Justice Morgan granted the Landlord’s motion for judgment. He found the renewal provision to be precise, unambiguous, and easy to interpret. It was therefore enforceable. He accepted the Landlord’s unchallenged evidence as to market rent and ordered the Tenant to pay the present value of the foregone rent during the October 2020 to October 2025 renewal period as damages, subject to an accounting for any monies received by the Landlord in future in mitigation of those damages.
First, for previous Case Notes on the interplay between court proceedings and mandatory arbitration clauses, see: Québec – courts assert consequences of not undertaking/participating in mandatory legislated arbitration – #084, N.L. – “shall” is not “must” and can be directory rather than mandatory – #165, and Alberta – participation in court proceedings prior to stay application waives mandatory arbitration – #273.

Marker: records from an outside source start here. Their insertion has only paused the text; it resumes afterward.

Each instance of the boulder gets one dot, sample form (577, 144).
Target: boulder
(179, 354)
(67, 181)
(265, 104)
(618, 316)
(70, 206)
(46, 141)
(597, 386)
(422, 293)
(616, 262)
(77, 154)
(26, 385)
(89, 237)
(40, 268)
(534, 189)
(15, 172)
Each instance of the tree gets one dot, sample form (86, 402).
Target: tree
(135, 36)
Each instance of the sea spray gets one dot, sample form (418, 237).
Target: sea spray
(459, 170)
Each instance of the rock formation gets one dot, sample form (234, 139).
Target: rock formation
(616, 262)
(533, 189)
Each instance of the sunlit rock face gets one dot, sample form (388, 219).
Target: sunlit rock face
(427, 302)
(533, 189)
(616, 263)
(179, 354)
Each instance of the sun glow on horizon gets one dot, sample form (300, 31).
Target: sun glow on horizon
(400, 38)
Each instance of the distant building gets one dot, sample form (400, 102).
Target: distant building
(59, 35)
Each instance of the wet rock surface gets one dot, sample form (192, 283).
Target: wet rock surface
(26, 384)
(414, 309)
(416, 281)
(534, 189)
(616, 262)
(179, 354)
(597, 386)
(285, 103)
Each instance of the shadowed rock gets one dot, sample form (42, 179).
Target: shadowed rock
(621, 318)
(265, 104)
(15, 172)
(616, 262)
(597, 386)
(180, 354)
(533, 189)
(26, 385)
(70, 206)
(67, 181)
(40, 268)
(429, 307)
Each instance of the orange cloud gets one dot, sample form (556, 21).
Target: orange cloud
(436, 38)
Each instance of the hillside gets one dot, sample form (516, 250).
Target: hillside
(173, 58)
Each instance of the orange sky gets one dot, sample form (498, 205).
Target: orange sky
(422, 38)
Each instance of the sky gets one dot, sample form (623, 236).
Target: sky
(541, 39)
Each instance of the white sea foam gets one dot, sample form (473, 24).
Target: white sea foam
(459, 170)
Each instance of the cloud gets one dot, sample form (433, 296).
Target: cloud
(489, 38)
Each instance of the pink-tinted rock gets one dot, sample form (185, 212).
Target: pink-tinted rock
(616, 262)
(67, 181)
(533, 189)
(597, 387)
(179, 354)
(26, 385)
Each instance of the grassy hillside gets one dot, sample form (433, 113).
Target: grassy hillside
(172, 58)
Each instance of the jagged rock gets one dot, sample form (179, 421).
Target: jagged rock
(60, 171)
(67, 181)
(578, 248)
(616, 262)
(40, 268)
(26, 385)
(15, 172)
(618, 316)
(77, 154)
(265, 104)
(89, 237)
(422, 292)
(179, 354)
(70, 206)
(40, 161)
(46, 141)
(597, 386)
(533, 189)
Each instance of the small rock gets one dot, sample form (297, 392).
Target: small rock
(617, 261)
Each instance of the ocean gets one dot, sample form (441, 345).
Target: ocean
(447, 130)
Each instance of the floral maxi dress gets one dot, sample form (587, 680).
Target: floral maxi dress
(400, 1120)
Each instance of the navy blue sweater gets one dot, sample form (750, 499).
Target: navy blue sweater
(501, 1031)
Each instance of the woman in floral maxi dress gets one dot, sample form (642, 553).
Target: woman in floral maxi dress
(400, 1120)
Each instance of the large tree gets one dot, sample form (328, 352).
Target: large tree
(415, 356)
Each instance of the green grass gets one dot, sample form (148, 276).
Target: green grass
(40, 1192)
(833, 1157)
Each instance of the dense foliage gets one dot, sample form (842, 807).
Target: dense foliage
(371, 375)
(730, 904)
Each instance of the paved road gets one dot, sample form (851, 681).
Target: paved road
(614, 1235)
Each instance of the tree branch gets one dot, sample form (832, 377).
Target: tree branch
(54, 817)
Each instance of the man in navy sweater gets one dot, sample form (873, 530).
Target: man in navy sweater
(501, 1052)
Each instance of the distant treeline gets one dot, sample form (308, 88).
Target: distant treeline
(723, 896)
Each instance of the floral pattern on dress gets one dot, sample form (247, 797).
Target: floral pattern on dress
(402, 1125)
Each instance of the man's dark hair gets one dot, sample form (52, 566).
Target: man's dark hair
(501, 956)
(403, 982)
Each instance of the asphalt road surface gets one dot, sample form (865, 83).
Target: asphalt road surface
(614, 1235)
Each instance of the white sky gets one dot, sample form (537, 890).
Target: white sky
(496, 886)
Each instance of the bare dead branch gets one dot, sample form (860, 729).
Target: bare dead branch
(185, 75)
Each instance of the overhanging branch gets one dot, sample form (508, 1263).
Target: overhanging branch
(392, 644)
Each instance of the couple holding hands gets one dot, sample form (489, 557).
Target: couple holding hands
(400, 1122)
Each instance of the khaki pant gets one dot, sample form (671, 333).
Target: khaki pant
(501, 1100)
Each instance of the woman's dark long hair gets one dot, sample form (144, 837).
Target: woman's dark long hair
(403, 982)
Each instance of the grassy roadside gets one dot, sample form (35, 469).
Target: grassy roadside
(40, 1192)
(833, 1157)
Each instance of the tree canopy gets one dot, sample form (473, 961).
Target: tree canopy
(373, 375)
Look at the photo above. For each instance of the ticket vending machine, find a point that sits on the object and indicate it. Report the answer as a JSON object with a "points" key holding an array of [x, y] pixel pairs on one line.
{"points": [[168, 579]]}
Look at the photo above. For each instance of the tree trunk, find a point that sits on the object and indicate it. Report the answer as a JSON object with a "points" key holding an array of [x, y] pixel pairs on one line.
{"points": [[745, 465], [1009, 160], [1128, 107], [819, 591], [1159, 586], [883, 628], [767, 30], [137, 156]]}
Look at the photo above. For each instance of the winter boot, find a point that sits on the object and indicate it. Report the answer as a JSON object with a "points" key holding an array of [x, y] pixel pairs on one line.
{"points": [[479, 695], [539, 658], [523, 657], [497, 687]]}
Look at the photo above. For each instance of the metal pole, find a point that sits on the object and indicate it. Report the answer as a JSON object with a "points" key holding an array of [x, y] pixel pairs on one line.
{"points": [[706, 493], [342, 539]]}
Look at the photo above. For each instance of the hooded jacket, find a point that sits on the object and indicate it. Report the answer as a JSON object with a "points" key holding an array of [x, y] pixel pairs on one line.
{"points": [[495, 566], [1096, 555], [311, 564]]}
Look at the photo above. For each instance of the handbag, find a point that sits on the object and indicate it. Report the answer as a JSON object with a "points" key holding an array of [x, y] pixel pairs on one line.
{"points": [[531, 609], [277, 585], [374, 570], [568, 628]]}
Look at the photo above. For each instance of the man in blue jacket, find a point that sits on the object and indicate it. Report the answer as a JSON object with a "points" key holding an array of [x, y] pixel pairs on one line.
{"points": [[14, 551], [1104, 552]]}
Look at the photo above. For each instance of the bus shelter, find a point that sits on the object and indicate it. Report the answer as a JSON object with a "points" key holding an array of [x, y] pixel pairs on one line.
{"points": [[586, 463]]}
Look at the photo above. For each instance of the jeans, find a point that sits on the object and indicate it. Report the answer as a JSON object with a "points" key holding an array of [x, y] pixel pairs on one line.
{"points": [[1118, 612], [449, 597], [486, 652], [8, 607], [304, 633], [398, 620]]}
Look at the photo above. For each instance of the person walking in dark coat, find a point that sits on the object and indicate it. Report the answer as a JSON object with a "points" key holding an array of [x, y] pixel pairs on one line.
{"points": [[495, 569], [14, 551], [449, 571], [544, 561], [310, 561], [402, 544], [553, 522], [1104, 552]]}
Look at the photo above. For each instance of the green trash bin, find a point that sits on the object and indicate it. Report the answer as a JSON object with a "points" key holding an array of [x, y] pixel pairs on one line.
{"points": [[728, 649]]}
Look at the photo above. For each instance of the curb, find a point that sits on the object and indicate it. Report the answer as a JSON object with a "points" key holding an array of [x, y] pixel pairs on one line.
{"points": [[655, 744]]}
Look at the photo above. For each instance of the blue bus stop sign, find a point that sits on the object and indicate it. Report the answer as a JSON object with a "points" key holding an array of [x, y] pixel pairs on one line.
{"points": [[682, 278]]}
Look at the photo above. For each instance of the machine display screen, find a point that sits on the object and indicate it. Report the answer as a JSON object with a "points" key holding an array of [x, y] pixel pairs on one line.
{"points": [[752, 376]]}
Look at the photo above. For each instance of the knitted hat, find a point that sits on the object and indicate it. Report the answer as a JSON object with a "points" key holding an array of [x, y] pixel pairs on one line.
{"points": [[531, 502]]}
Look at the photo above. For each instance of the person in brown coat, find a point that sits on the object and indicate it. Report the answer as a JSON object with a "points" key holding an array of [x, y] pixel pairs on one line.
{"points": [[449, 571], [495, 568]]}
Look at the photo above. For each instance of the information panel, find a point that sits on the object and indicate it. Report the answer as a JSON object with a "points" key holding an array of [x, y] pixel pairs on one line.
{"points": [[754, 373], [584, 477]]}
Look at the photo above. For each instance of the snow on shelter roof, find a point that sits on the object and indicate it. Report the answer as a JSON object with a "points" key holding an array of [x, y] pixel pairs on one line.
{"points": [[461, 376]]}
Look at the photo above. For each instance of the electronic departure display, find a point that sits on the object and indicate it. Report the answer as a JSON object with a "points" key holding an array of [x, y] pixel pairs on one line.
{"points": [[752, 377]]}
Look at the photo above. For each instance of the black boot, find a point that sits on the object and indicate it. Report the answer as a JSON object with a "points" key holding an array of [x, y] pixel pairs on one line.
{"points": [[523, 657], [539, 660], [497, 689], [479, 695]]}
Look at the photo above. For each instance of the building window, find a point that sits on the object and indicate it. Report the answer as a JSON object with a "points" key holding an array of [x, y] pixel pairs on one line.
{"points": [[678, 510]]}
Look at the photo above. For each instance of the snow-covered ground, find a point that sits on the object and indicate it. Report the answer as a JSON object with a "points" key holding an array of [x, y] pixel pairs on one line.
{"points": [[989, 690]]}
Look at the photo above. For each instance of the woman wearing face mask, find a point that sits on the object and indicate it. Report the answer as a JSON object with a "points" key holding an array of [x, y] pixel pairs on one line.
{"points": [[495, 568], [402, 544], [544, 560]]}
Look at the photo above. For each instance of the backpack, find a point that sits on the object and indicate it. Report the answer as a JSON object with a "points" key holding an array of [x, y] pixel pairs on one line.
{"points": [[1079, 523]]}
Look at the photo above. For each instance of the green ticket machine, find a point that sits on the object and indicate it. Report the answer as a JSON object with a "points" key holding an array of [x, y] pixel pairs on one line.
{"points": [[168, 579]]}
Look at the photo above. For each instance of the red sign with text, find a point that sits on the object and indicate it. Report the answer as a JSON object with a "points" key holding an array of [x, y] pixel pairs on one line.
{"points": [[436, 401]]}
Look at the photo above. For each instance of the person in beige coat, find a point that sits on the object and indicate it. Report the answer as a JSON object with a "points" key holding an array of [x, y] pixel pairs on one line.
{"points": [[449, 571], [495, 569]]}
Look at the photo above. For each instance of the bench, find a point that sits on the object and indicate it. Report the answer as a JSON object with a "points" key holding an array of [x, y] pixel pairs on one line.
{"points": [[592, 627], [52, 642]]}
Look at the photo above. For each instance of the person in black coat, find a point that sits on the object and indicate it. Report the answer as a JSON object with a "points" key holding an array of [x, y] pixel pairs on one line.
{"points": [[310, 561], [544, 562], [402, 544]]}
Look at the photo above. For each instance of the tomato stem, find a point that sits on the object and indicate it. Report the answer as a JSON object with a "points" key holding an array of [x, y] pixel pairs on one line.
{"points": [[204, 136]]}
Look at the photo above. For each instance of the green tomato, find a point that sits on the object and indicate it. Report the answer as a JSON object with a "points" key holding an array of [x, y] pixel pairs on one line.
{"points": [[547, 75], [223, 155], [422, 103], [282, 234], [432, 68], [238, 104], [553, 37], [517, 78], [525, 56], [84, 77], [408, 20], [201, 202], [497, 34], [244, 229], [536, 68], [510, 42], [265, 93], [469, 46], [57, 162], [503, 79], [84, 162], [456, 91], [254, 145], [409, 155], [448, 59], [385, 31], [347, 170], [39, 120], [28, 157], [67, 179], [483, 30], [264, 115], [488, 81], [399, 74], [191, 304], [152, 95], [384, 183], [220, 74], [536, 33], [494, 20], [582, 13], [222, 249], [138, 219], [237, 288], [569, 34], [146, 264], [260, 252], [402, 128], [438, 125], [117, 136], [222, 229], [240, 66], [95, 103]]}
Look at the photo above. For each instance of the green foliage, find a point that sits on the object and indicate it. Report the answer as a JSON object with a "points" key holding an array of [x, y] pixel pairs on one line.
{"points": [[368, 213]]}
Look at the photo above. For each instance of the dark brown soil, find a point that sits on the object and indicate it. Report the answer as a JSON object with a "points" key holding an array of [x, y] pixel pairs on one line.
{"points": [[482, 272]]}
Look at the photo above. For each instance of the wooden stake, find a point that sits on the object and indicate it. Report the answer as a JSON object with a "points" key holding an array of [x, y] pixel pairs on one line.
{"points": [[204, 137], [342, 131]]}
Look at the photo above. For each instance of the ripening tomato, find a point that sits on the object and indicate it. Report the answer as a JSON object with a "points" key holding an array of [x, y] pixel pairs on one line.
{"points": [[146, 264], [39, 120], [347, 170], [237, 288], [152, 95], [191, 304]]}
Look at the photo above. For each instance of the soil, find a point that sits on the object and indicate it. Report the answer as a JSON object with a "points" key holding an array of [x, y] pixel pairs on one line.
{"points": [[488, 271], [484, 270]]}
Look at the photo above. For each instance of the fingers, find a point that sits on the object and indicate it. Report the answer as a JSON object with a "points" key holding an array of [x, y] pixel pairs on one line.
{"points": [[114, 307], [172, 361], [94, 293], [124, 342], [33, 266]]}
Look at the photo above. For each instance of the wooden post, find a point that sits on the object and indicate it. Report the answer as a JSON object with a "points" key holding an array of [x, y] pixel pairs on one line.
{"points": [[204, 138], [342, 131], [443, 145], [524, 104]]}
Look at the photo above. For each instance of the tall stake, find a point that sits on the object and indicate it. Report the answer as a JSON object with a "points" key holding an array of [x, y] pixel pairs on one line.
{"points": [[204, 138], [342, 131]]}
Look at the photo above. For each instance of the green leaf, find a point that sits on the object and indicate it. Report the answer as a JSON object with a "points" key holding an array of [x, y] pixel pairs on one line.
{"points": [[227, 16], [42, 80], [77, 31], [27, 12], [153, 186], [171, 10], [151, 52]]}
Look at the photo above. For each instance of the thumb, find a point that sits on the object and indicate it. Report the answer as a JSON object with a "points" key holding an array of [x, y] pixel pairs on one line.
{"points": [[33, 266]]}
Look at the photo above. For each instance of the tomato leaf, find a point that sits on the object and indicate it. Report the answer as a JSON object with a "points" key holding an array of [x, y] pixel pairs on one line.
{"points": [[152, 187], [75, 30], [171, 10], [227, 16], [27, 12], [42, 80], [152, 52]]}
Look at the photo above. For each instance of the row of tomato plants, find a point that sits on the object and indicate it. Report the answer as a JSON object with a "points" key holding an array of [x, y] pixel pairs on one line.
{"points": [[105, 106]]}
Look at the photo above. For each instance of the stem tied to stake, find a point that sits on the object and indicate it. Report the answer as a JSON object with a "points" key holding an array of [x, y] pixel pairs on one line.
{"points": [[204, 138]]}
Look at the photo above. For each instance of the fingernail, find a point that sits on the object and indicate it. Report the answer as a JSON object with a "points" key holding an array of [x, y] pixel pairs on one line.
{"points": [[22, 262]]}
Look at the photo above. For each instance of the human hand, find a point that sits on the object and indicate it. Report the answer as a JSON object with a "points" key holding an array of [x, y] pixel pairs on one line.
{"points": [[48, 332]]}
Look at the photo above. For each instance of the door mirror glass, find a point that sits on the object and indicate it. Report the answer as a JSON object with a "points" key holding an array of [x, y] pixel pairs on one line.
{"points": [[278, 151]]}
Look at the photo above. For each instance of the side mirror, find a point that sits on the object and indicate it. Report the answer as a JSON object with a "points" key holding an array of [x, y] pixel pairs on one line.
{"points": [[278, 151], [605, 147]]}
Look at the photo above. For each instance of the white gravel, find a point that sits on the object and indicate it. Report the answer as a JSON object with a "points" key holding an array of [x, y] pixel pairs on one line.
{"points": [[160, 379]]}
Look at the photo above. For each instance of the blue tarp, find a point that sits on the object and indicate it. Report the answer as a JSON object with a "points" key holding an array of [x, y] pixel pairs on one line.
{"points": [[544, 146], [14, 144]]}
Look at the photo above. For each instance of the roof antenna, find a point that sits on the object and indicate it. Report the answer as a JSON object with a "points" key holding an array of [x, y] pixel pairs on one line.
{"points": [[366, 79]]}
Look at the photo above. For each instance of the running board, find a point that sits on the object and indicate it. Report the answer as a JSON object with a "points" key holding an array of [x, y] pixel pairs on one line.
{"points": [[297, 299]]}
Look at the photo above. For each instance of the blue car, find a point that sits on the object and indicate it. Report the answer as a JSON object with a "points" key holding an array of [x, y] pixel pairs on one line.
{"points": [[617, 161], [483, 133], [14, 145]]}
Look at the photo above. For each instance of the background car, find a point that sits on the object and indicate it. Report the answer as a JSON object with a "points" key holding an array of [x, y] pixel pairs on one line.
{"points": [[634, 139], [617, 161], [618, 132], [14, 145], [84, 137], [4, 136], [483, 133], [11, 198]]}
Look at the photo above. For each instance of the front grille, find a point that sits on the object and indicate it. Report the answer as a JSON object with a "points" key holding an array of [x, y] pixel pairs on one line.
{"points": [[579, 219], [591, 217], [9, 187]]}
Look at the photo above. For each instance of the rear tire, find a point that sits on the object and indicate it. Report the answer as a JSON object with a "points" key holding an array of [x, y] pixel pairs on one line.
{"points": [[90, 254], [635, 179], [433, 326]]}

Second, the “ambiguous and unenforceable” renewal term in the lease in Hirex Holdings Ltd. v. Chrysler Canada Ltd., 1991 CanLII 1111, relied upon by the Tenant and referred to by Justice Morgan, is distinguishable on the basis that it contained no mandatory arbitration clause or other mechanism to resolve the parties’ dispute as to market rent during the renewal period, as a result of which the court found it void for uncertainty. It stated:
“That the Lessee shall, in the event that there shall have been no substantial default hereunder, have the option to extend this lease for an additional term of five (5) years from the end of the original term, at a rental to be agreed upon by the Lessor and the Lessee, as being the fair market rental for the demised premises when compared to other buildings of comparable design, age, location and condition, the other terms, conditions and covenants to be the same as herein save and except the right of further renewal. The Lessee may exercise this option and extend this lease for the said additional term of five (5) years by giving to the Lessor written notice by registered mail at least three (3) months prior to the end of the term.” (emphasis added.)